An interesting report landed over the weekend.
TeacherTapp, the school survey service, prefaced a promotion of their Behaviour Barometer by publishing the findings of their research (Fletcher-Wood, November 2024).
Having grappled with this topic for decades, I hope to carve out time to absorb and critique the content over the coming days and weeks to see the extent it aligns or veers from the perspective I have arrived at.
Well, the conclusions appear compelling:
“Accountability is no longer teachers’ top source of stress – instead, it’s behaviour… Teachers say the number one priority for improving their school should be behaviour… Leaders who want to cut workload, improve wellbeing and keep their teachers can begin by improving behaviour“ (pp.7, 9).
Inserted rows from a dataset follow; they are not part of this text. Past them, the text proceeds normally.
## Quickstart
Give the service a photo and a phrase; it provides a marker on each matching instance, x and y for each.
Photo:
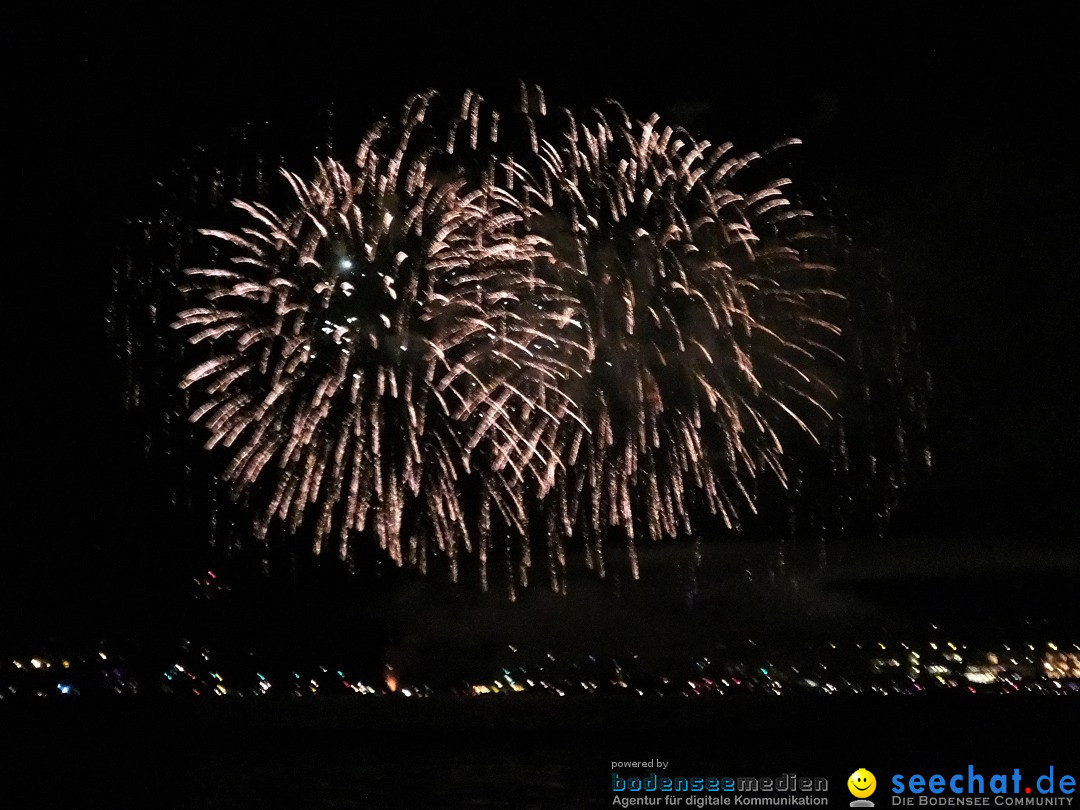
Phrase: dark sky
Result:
(946, 139)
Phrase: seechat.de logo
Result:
(862, 784)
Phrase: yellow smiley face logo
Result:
(862, 783)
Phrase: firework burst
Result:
(517, 329)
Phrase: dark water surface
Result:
(523, 752)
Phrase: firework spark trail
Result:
(493, 325)
(704, 311)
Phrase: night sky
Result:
(946, 142)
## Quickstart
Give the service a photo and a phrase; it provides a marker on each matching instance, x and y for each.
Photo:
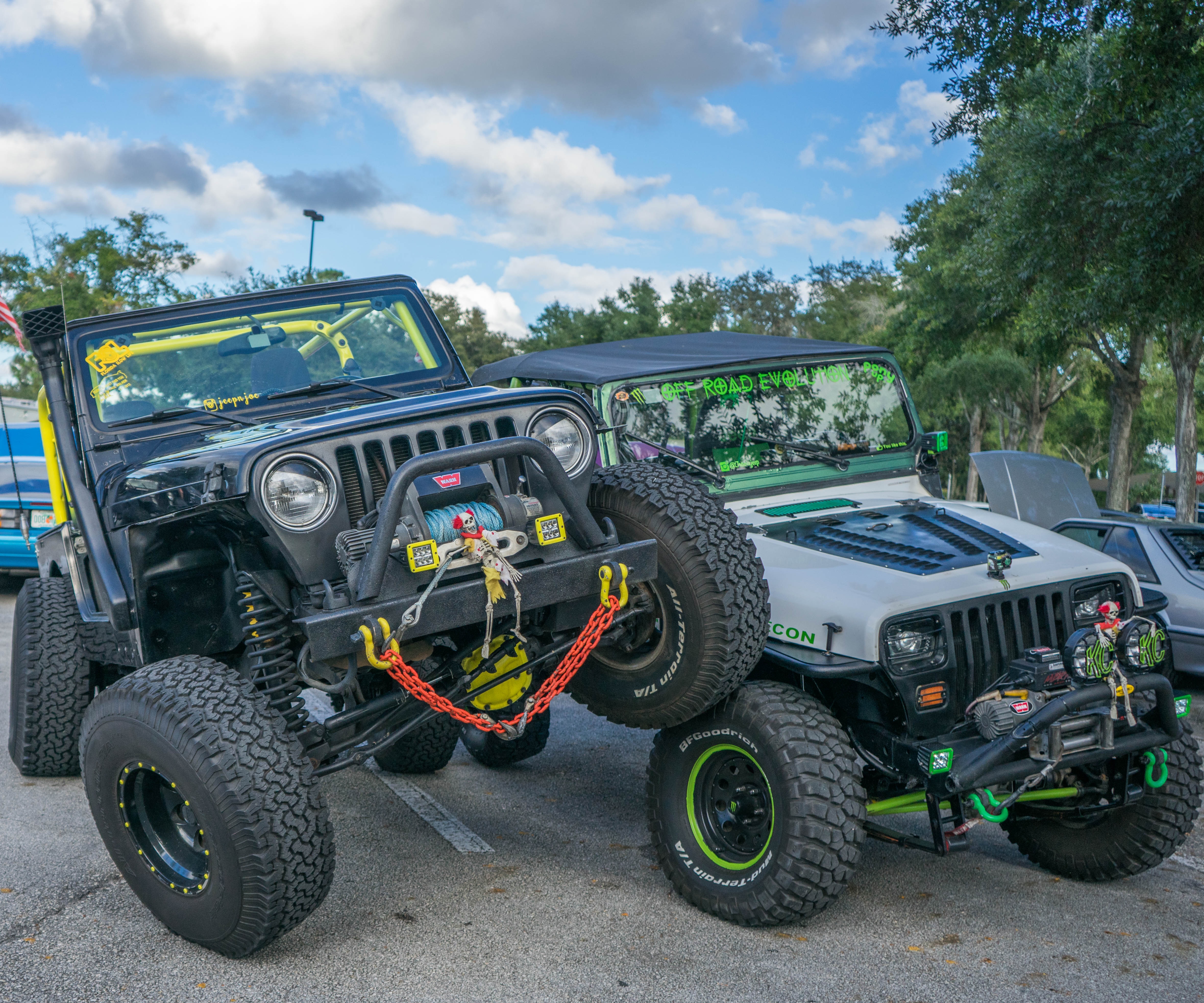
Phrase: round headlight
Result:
(299, 493)
(1088, 655)
(1142, 645)
(565, 435)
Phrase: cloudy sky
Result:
(510, 151)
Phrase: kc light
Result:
(298, 493)
(565, 435)
(1088, 655)
(1142, 645)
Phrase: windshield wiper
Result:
(664, 448)
(802, 450)
(175, 412)
(333, 385)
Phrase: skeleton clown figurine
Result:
(1108, 630)
(481, 546)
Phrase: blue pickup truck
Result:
(29, 463)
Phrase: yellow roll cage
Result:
(179, 339)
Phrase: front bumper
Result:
(458, 604)
(979, 764)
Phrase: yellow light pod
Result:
(423, 556)
(551, 529)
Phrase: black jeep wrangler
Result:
(280, 493)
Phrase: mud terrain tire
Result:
(425, 749)
(52, 678)
(188, 753)
(489, 751)
(1125, 841)
(711, 600)
(769, 749)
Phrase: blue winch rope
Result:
(439, 521)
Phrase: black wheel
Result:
(707, 611)
(207, 804)
(490, 751)
(52, 678)
(1120, 842)
(757, 807)
(425, 749)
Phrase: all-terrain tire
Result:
(711, 598)
(425, 749)
(490, 751)
(51, 681)
(1125, 841)
(241, 792)
(771, 746)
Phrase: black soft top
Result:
(634, 358)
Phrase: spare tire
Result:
(708, 607)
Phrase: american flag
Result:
(8, 318)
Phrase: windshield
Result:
(809, 411)
(237, 362)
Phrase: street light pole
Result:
(315, 218)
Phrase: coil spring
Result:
(273, 668)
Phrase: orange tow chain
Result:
(554, 686)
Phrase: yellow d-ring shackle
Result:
(373, 641)
(608, 571)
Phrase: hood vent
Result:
(919, 541)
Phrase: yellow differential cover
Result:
(504, 694)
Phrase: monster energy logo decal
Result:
(1154, 648)
(1100, 660)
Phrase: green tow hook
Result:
(1151, 758)
(987, 814)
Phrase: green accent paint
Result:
(819, 505)
(941, 762)
(694, 821)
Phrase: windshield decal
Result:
(771, 380)
(218, 404)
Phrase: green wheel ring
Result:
(694, 821)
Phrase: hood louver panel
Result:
(922, 540)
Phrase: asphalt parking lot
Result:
(569, 905)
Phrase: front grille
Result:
(353, 489)
(987, 634)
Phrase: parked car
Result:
(943, 646)
(26, 511)
(299, 489)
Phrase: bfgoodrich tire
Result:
(757, 809)
(708, 607)
(51, 680)
(490, 751)
(207, 805)
(1124, 841)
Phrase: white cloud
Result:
(603, 56)
(831, 35)
(501, 312)
(877, 144)
(536, 190)
(924, 108)
(403, 216)
(577, 286)
(665, 211)
(771, 229)
(719, 117)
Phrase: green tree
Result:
(126, 265)
(469, 332)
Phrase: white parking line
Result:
(433, 813)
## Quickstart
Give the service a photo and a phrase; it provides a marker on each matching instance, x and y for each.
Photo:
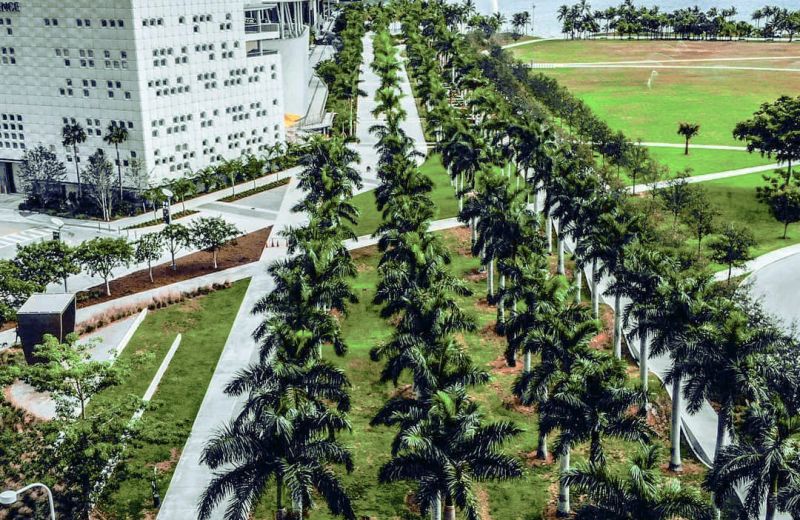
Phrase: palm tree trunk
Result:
(436, 510)
(119, 172)
(490, 279)
(643, 357)
(595, 296)
(500, 304)
(618, 326)
(675, 463)
(280, 512)
(722, 429)
(563, 490)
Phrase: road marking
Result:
(26, 235)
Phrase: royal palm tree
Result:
(683, 308)
(727, 363)
(642, 495)
(763, 457)
(688, 131)
(116, 135)
(289, 449)
(73, 135)
(444, 447)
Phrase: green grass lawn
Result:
(204, 323)
(735, 198)
(714, 99)
(442, 195)
(524, 499)
(703, 161)
(590, 51)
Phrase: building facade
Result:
(184, 77)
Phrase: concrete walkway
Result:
(642, 188)
(191, 478)
(694, 146)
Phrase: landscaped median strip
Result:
(148, 396)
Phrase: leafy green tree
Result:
(212, 234)
(47, 262)
(782, 197)
(100, 256)
(176, 237)
(688, 131)
(148, 249)
(774, 130)
(676, 195)
(116, 135)
(69, 374)
(643, 494)
(444, 446)
(764, 455)
(99, 175)
(73, 135)
(42, 175)
(732, 246)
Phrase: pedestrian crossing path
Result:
(24, 236)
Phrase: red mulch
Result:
(248, 249)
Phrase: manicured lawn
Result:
(735, 198)
(525, 499)
(713, 98)
(442, 196)
(587, 51)
(204, 323)
(703, 161)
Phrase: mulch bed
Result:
(248, 249)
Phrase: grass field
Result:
(442, 195)
(204, 323)
(528, 498)
(703, 161)
(580, 51)
(735, 198)
(714, 98)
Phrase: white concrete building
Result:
(194, 82)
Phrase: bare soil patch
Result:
(247, 249)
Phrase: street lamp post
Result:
(10, 496)
(167, 207)
(58, 223)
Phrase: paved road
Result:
(776, 285)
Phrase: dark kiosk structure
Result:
(42, 314)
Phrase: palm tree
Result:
(73, 135)
(683, 308)
(727, 363)
(116, 135)
(562, 336)
(763, 458)
(645, 268)
(593, 401)
(641, 495)
(688, 131)
(290, 449)
(444, 447)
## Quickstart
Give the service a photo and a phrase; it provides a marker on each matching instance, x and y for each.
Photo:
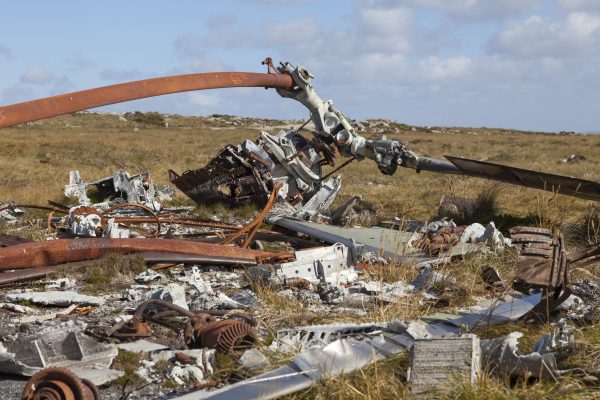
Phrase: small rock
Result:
(56, 298)
(148, 276)
(254, 361)
(172, 293)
We are also reminded, “This is just the national picture – each school is different” (p.4). Indeed they are - and then some.
"Ofsted’s Below the Radar (2014) contains a couple of sentences which are largely lost amidst the headline findings. Beyond the emphasis on whole school organisational responses to quell low-level disruption, it hints at complexity. It mentions (but does not elaborate on) the fact that children are well-versed at adapting their behaviour according to context and circumstance:
This variation is at the heart of the problem and is confirmed by inspection evidence, which shows that variation in behaviour not only exists between schools but can also be found across different classes within a school. … behaviour in different classes commonly varied from good to inadequate and, on occasions was outstanding. … The same students were observed behaving impeccably in other lessons with different teachers. Students echoed these observations by indicating that their behaviour varied according to the teacher."
(Ofsted 2014: 10, 23; emphasis added, in Warren & Bigger, 2017, p.121).
Statista reports there are currently more than 10.6 million pupils in the UK education system. Multiply that by five days a week, 39 weeks a year, and the result is an almost infinite number of interactions.
My work focuses on the nature and quality of those interactions.
Here lies perhaps my first distinction: I have come to emphasise exchanges and interactions rather than getting fixated on behaviour. Mere semantics? Perhaps. Yet I’ve found this perspective to be a crucial ingredient in gently challenging the status quo. It opens the door to exploring an often-overlooked dimension - one that reveals nuances and patterns beyond the constraints of uncritically accepted phrases or the moralistic discourse that so easily labels behaviour as ‘good’ or ‘bad.’